Cooperation in biofilms
“(O)ur theory predicts for clones a complete absence of any form of competition which is not to the overall advantage and also the highest degree of mutual altruism. This is borne out well enough by the behaviour of the clones which make up the bodies of multicellular organisms. However, when we consider populations of free-living asexual organisms there appears to be a discrepancy in that competitive adaptation is hardly less conspicuous than it is for most wholly sexual populations and altruism if it exists, is not easily detected.” -William Hamilton, 1964
Recent decades have seen a dramatic increase in our knowledge of the profound degrees of communication, coordination, and cooperation in bacterial communities, particularly biofilm communities. The ubiquity of the biofilm mode of life in nature, and of the general biofilm strategy across the diversity of microbial life, suggests that some degree of cooperation is likely the rule, rather than the exception, in what were previously believed to be the very simplest organisms. It is interesting, from this historical perspective, that Hamilton (quoted above) took such great pains in the second half of his seminal 1964 work to try to explain what was at the time believed to be a lack of cooperation among microbes.

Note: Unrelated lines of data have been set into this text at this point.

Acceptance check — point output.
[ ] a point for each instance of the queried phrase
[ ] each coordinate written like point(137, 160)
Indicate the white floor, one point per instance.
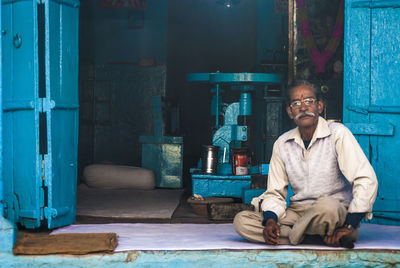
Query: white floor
point(138, 204)
point(143, 236)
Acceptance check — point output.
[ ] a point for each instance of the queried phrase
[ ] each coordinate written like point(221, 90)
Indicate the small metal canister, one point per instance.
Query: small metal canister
point(209, 159)
point(240, 162)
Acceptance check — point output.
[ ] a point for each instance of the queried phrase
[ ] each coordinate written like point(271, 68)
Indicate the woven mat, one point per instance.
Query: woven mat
point(144, 236)
point(73, 243)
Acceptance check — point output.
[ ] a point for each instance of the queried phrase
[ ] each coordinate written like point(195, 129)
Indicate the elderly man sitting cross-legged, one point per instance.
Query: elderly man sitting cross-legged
point(334, 185)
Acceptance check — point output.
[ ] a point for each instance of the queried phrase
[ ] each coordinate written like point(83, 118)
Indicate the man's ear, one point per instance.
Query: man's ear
point(321, 105)
point(289, 111)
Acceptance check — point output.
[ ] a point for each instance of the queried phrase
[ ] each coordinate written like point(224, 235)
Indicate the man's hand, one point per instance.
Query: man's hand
point(271, 232)
point(333, 240)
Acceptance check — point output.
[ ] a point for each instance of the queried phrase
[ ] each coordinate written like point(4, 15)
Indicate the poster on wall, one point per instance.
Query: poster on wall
point(126, 4)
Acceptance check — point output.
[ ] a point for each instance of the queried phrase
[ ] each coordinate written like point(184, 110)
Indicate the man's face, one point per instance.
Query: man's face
point(304, 108)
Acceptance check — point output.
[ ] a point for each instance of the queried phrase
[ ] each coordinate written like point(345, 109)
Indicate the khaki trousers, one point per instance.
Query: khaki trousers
point(319, 218)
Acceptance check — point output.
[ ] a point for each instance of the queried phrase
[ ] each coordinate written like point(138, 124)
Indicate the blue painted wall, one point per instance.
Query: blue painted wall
point(115, 38)
point(115, 88)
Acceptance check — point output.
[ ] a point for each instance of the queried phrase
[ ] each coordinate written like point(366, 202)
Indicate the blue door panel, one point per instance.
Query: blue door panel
point(22, 167)
point(385, 57)
point(62, 111)
point(371, 94)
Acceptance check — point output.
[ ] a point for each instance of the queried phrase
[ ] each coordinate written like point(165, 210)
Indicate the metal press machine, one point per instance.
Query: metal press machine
point(231, 133)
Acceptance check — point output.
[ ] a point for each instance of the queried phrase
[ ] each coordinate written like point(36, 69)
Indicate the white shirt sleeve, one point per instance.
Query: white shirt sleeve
point(275, 196)
point(358, 171)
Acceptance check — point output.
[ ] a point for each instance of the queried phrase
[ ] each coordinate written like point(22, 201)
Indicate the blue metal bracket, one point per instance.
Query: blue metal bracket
point(376, 4)
point(379, 129)
point(375, 109)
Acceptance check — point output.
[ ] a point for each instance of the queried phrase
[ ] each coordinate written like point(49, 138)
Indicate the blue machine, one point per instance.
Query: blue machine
point(229, 134)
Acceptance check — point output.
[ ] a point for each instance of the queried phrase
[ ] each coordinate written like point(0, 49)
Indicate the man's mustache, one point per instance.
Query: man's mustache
point(303, 114)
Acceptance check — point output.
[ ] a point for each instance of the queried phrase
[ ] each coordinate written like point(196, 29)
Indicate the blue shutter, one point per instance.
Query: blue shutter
point(23, 194)
point(371, 94)
point(40, 111)
point(61, 107)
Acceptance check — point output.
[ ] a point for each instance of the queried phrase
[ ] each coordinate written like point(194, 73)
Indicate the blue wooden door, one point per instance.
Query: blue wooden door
point(40, 111)
point(22, 166)
point(60, 106)
point(372, 94)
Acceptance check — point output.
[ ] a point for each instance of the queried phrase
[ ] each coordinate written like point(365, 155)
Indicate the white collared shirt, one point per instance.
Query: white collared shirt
point(332, 165)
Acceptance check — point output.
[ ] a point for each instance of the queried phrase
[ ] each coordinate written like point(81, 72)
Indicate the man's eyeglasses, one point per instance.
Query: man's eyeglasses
point(306, 101)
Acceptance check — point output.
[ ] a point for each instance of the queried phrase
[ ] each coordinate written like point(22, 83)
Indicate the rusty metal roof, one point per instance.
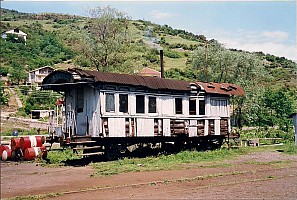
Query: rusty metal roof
point(153, 83)
point(134, 80)
point(221, 88)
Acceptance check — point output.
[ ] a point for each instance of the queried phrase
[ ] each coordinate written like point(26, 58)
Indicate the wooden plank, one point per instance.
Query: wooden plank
point(91, 154)
point(82, 142)
point(83, 148)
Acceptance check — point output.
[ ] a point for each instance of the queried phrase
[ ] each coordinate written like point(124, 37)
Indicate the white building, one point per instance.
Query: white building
point(36, 76)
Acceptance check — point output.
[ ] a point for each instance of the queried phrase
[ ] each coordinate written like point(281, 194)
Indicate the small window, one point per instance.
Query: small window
point(123, 102)
point(152, 105)
point(201, 107)
point(178, 106)
point(139, 103)
point(192, 106)
point(79, 100)
point(109, 103)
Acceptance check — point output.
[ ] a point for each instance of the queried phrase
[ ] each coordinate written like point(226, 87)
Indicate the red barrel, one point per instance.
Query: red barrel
point(33, 152)
point(31, 141)
point(15, 143)
point(6, 154)
point(3, 147)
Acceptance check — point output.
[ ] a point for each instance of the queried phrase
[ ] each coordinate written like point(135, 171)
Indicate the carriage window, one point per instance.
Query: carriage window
point(123, 101)
point(152, 105)
point(80, 100)
point(178, 106)
point(201, 107)
point(109, 103)
point(139, 103)
point(192, 106)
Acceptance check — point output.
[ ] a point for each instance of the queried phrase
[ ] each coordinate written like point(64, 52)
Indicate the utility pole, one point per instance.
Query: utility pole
point(206, 61)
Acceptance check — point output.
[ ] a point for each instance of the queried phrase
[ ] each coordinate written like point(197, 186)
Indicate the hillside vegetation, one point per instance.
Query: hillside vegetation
point(54, 39)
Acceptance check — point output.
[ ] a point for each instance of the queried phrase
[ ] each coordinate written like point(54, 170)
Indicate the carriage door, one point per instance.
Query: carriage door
point(80, 110)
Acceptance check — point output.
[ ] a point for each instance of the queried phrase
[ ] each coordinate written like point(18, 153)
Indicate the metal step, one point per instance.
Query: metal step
point(82, 142)
point(91, 154)
point(83, 148)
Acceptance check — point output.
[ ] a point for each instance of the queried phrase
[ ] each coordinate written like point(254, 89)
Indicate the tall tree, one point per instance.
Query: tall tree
point(109, 37)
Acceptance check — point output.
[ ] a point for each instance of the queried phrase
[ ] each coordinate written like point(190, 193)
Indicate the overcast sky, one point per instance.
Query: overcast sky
point(267, 26)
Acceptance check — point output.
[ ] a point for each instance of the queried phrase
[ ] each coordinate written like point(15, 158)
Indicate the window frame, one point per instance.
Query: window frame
point(106, 106)
point(194, 108)
point(140, 104)
point(126, 104)
point(200, 106)
point(178, 103)
point(149, 105)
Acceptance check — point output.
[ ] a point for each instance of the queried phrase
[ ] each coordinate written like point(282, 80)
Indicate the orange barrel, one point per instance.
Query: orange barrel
point(6, 154)
point(33, 152)
point(3, 147)
point(31, 141)
point(15, 143)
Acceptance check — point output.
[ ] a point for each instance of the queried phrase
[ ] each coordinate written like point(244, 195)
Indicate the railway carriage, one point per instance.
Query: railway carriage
point(113, 111)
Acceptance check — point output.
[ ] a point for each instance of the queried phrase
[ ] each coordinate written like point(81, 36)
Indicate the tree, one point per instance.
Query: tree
point(4, 97)
point(17, 73)
point(109, 38)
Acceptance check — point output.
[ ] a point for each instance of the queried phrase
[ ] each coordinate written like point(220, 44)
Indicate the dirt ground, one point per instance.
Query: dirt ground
point(261, 175)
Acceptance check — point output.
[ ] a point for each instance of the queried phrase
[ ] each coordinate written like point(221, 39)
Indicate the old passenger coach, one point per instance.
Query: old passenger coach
point(113, 111)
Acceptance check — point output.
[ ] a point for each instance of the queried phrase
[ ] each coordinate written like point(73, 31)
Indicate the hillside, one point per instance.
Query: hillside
point(61, 41)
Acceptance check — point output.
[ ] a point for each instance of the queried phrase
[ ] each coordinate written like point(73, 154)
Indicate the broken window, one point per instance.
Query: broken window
point(152, 105)
point(139, 103)
point(178, 106)
point(109, 103)
point(192, 106)
point(201, 107)
point(123, 102)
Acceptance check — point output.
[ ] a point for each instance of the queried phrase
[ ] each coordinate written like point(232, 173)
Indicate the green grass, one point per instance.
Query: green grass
point(177, 39)
point(163, 162)
point(36, 197)
point(174, 62)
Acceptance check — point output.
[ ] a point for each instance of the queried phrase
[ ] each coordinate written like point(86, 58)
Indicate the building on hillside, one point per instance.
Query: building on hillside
point(36, 76)
point(149, 72)
point(17, 32)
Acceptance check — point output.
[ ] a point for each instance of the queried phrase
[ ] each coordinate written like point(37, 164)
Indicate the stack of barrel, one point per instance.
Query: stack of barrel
point(27, 147)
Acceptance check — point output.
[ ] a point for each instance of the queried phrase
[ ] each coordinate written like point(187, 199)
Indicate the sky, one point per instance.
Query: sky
point(267, 26)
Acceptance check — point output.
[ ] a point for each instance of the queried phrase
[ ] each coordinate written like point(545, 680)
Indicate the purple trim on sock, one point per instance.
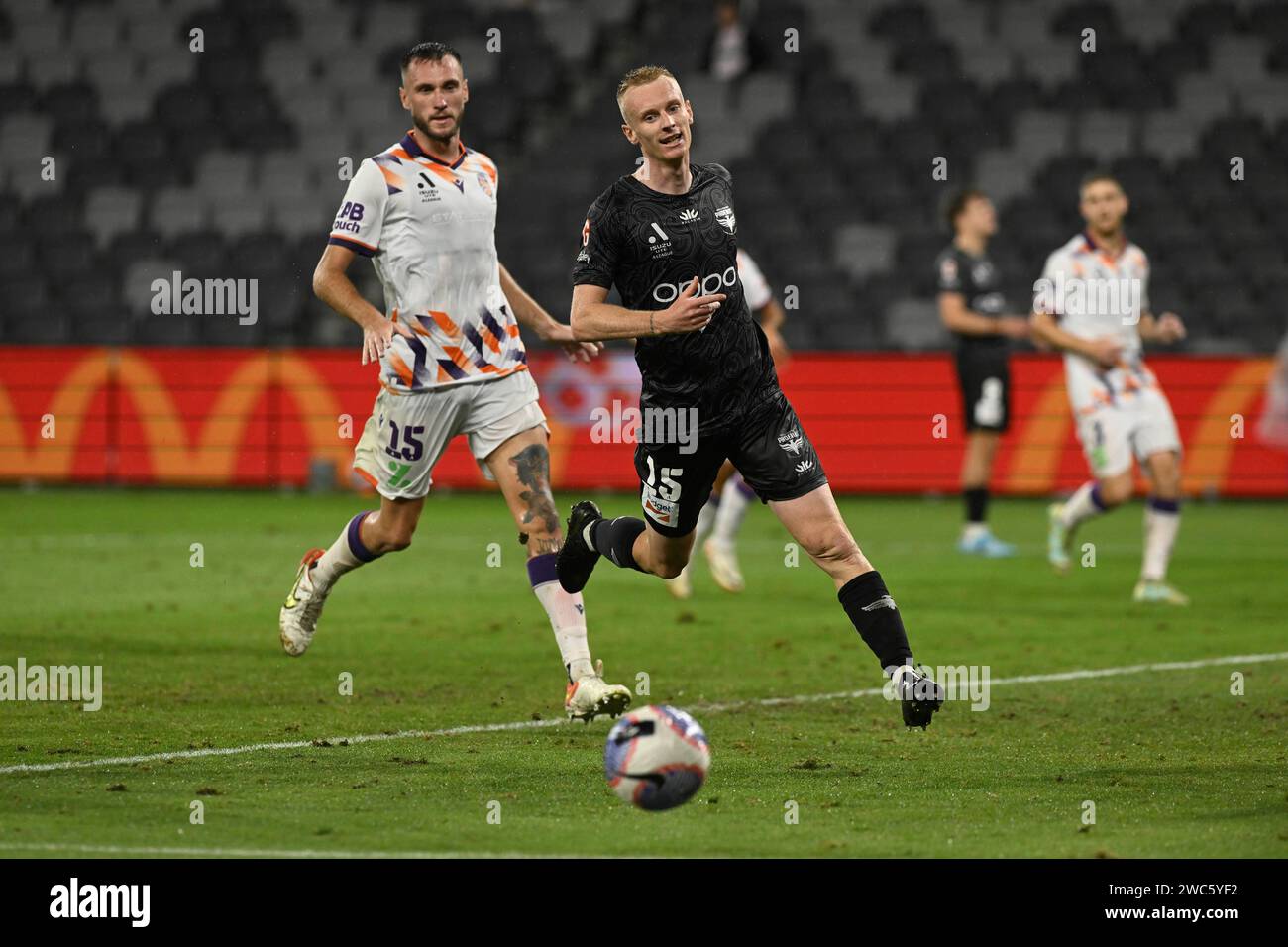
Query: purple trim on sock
point(1095, 497)
point(541, 570)
point(356, 547)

My work has included theoretical and empirical approaches to understanding the interplay between diffusion rates, neighborhood size, and the evolution of the production of extracellular, beneficial metabolites in bacteria.
A 3D reconstruction of a developing biofilm comprised of Pseudomonas chlororaphis strain 30-84 wild type (red) and a gacA regulatory mutant (green).
Driscoll, W.W., Pepper, J.W., Pierson, L.S., and Pierson, E.A. (2011) Applied and environmental microbiology 20: (TBD).
Driscoll, W.W. and Pepper, J.W. (2010) Evolution 64: 2682-2687.